D’autre part, les obsèques du Président de la République ayant été fixées au 1er juillet, le Conseil des voies ferrées du Dauphiné décida de renvoyer au jeudi 5 juillet la promenade projetée et limita les invitations aux membres de la presse locale et régionale, les fonctionnaires ne pouvant figurer dans aucune fête pendant toute la durée du deuil officiel.
Or, jeudi à 1 heure du matin, un train spécial emportait vers les hautes régions tous nos confrères, accompagnés par MM. Neyret, administrateurs des voies ferrées du Dauphiné ; Devilaine, directeur des papeteries de Rioupéroux et administrateur du chemin de fer du Bourg-d’Oisans ; de Montai, Président du Syndicat d’initiative ; Fabre, ingénieur en chef ; Hentzel, chef de l’exploitation ; Merceron — Vicat, président du Conseil d’administration du chemin de fer de Voiron à St-Béron ; Jean Neyret, administrateur dés tramways de Saint-Étienne.

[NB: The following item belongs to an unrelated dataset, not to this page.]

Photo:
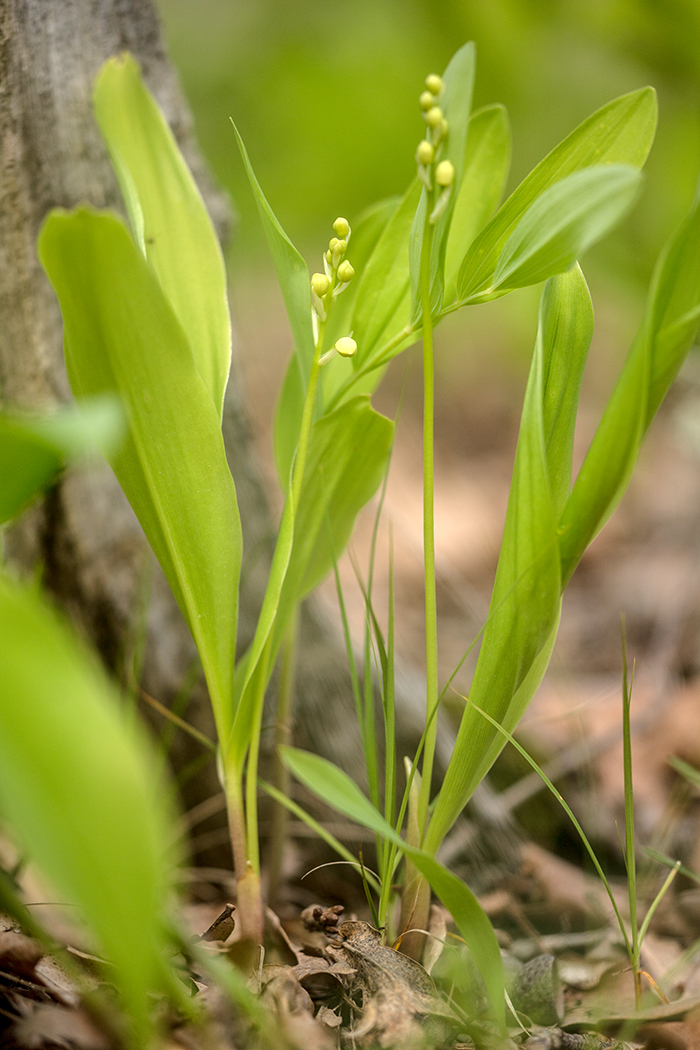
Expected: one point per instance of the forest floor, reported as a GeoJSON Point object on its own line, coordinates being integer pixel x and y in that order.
{"type": "Point", "coordinates": [515, 845]}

Comment entreprendre le compte rendu d’un pareil voyage ? Quand le crayon de Callot serait impuissant !
Comment décrire la majesté de ces Alpes dont les plus beaux sommets ont défilé devant nos yeux éblouis pendant, plus de trois heures ?
Comment parler de l’impétueuse Romanche, dont les eaux bouillonnantes descendent en cascades, neigeuses avec un bruit formidable dont l’écho va se perdre dans les forêts immenses et se confondre avec chanson des sapins ?

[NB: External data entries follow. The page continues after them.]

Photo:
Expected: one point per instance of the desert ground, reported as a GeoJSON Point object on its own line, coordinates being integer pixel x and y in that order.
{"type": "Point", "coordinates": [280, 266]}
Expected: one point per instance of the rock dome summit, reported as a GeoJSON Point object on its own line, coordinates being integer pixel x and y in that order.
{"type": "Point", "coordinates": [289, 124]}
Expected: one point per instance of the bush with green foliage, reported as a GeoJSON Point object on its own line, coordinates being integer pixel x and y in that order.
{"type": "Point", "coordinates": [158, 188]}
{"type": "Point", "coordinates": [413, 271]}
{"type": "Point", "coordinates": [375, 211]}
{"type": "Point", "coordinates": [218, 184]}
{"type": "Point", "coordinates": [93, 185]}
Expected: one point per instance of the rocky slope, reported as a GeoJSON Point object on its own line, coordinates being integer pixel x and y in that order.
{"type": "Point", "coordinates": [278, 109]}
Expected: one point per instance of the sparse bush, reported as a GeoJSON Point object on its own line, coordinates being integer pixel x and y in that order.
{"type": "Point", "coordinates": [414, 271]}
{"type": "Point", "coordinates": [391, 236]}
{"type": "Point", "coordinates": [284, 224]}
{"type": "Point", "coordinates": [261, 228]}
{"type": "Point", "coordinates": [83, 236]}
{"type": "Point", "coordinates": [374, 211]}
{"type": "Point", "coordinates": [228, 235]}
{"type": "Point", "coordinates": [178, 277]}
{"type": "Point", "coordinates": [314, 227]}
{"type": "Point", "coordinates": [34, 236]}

Comment analyser l’émotion profonde ressentie par l’âme, en présence de cette nature grandiose qui vous transporte dans le pays des rêves dans le ciel bleu d’où l’on croit voir la divinité ?

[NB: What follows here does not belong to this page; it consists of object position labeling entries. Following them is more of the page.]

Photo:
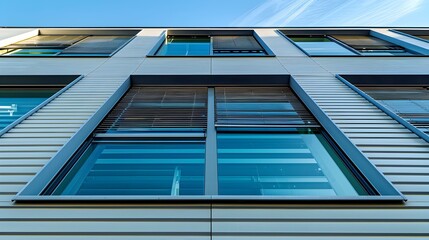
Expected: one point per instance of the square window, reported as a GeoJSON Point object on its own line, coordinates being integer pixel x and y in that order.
{"type": "Point", "coordinates": [72, 43]}
{"type": "Point", "coordinates": [344, 43]}
{"type": "Point", "coordinates": [137, 168]}
{"type": "Point", "coordinates": [22, 95]}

Comment peindre un pareil tableau ?
Comment dire les émotions qui vous étreignent, la joie qui déborde, l’ivresse qui vous gagne en contemplant ce décor incomparable ?
Nous laisserons aux poètes de l’avenir le soin de satisfaire à cette tâche au-dessus de nos forces.
Enfermé chaque jour dans les bureaux de rédaction où se popote, se tripote l’article du lendemain, nous avons été surpris par la rude nature que nous n’avions jamais vue, quoique cette même route ait été vingt fois parcourue par nous.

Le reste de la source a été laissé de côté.